• Drug Metab. Dispos. · Sep 1985

    Stereoselective aspects in the pharmacokinetics and pharmacodynamics of acenocoumarol and its amino and acetamido derivatives in the rat.

    • H H Thijssen, L G Baars, and M J Drittij-Reijnders.
    • Drug Metab. Dispos. 1985 Sep 1; 13 (5): 593-7.

    AbstractThe stereoselectivity of the pharmacokinetics and of the pharmacodynamics of the oral anticoagulant acenocoumarol (AC) and of two of its potential metabolites, the amino (AM) and the acetamido (AA) derivatives, were investigated in the rat. The pharmacokinetics and pharmacodynamics were investigated following the acute subcutaneous (1 mg/kg) administration of the pure enantiomers. For AC and AA, the S(-)-enantiomer was preferentially eliminated, whereas for AM the R(+)-enantiomer showed the shortest half-life. The differences in elimination between the AC enantiomers were entirely due to differences in total clearance, 183 +/- 14 and 714 +/- 148 ml X h-1 X kg-1 (+/- SD) for R(+)- and S(-)-AC. Also the differences in elimination between the AM enantiomers were mainly due to differences in body clearance, 50 +/- 13 and 18 +/- 4 ml X h-1 X kg-1 for R(+)- and S(-)-AM. For S(-)-AA the higher total clearance as well as the smaller volume of distribution accounted for its 2-fold higher rate of elimination.
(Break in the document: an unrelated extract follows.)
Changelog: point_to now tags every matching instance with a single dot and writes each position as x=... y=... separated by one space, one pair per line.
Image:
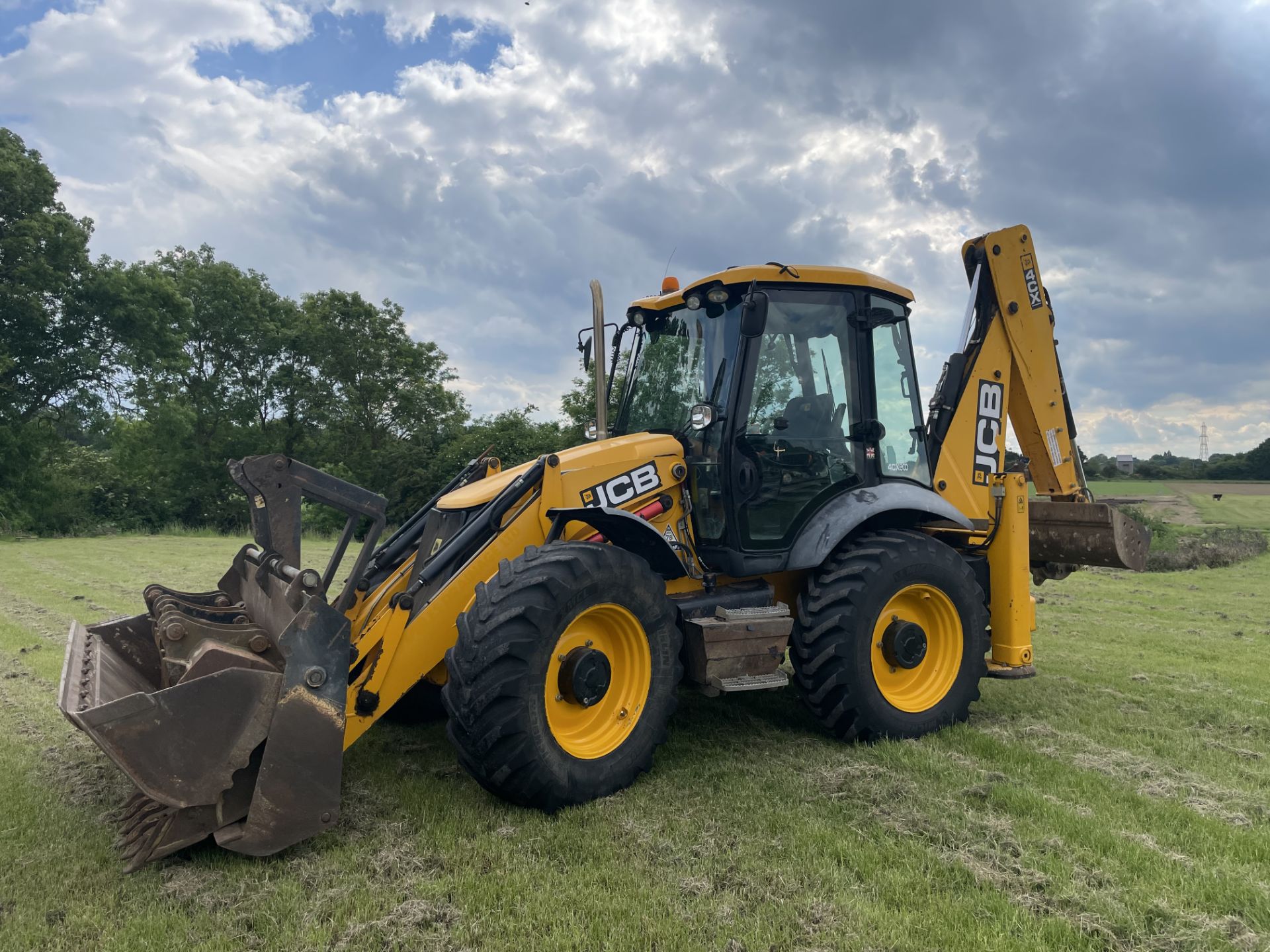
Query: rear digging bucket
x=1086 y=534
Acetylation of AM, i.e. the conversion to AA, which accounted for about 50% of its total clearance was stereoselective for R(+)-AM. The renal clearance of AA which accounted for 50-60% of the AA clearance was not selective for one of the AA enantiomers. Stereoselectivity in plasma protein binding was observed, the differences, however, were small. Thus, stereoselectivity in plasma protein binding did not account for the observed differences in the pharmacokinetics. The differences in anticlotting activity between the enantiomers of AC and AM were determined mainly by their pharmacokinetics.(ABSTRACT TRUNCATED AT 250 WORDS)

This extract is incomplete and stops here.